Canonical instance: the 2020 port of Linux TCP CUBIC's "after idle" optimisation into quiche's on_packet_sent() inherited the 2017 Linux fix but not the 1-week-later follow-up that said "do not set epoch_start in the future" (Source: sources/2026-05-12-cloudflare-when-idle-isnt-idle-how-a-linux-kernel-optimization-became-a-quic-bug).

The canonical instance in detail

2017. Jana Iyengar reports: Linux TCP CUBIC inflates cwnd dangerously after an application-idle period because delta_t = now − epoch_start grows during idleness.

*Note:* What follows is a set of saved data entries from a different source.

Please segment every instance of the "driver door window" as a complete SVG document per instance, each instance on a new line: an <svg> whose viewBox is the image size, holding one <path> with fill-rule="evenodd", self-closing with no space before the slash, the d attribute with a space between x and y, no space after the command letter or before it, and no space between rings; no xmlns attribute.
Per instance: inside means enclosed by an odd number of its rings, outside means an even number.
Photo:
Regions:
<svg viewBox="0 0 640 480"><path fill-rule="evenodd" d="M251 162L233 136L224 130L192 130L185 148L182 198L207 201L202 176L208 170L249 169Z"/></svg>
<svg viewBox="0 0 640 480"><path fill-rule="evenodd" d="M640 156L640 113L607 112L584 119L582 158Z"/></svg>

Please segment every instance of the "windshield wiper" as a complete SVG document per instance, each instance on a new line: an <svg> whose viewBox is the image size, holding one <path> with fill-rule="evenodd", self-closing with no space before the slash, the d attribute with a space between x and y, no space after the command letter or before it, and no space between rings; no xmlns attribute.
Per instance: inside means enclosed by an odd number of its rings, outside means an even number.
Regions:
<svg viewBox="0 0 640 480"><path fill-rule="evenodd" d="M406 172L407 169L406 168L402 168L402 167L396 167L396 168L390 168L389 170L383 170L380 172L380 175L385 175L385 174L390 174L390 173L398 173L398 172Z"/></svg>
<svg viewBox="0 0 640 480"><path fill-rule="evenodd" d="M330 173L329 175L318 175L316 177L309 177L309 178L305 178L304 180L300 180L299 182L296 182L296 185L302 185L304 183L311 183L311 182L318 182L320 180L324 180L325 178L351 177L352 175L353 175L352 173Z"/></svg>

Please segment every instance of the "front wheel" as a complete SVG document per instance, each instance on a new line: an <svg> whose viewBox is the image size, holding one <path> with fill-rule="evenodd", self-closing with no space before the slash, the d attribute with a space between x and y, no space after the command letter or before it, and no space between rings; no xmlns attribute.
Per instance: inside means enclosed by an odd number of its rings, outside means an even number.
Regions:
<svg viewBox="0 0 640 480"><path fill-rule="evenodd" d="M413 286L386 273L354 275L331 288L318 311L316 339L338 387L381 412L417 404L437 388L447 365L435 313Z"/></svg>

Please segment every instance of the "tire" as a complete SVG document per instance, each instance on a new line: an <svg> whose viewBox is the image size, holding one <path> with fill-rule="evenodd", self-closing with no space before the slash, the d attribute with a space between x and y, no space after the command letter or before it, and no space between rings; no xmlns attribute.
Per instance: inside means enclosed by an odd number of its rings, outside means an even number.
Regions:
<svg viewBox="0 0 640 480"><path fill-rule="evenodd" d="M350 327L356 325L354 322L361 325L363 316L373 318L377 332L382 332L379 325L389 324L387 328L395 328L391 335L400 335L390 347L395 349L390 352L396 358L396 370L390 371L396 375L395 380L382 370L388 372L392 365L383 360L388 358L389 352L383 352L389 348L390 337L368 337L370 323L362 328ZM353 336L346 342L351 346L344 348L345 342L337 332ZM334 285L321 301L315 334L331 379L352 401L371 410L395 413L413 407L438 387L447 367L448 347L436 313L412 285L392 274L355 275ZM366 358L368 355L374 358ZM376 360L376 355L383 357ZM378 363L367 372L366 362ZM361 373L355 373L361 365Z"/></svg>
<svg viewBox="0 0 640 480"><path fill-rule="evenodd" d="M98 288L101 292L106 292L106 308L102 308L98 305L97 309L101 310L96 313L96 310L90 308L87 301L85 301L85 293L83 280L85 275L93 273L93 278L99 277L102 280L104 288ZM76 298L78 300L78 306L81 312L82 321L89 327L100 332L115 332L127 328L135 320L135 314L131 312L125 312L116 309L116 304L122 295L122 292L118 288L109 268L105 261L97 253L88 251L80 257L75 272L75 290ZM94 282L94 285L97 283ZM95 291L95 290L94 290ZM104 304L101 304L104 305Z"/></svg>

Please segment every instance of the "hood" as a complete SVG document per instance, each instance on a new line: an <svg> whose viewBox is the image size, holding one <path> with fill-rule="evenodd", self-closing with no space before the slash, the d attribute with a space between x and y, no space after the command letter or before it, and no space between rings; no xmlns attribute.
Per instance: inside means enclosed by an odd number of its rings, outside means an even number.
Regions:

Neal Cardwell corrects an initial "reset epoch" proposal: resetting would restart the growth curve from cwnd's current value, behaving like a loss. The accepted fix (30927520dbae) shifts epoch_start forward by the idle duration, preserving the growth-curve shape.

~1 week later. A follow-up commit (c2e7204d180f) fixes a bug in the first fix: "Tracking idle time in bictcp_cwnd_event() is imprecise, as epoch_start is normally set at ACK processing time, not at send time. Doing a proper fix would need to add an additional state variable, and does not seem worth the trouble, given CUBIC bug has been there forever before Jana noticed it. Let's simply not set epoch_start in the future, otherwise bictcp_update() could overflow and CUBIC would again grow cwnd too fast."

The fix ships as a guard: if the arithmetic would set epoch_start > now, clamp it.

2020. Cloudflare ports the 2017 CUBIC-after-idle optimisation into quiche. Because QUIC runs in user space, there is no CA_EVENT_TX_START callback. The port instead puts the idle-detection logic inside on_packet_sent(), using bytes_in_flight == 0 as the idle predicate and now - last_sent_time as the delta:

// cubic.rs — on_packet_sent() (2020 port, buggy)
fn on_packet_sent(&mut self, bytes_in_flight: usize, now: Instant, ...) {
    if bytes_in_flight == 0 {
        let delta = now - self.last_sent_time;
        self.congestion_recovery_start_time += delta;
    }
    self.last_sent_time = now;
}

This port never received the 1-week-later kernel guard. Worse, the callback-shape mismatch (no ACK-processing hook) changes the semantics of bytes_in_flight == 0 from "application was idle between ACK and send" to "transient drain between ACK and next send at minimum cwnd". Those are not the same condition.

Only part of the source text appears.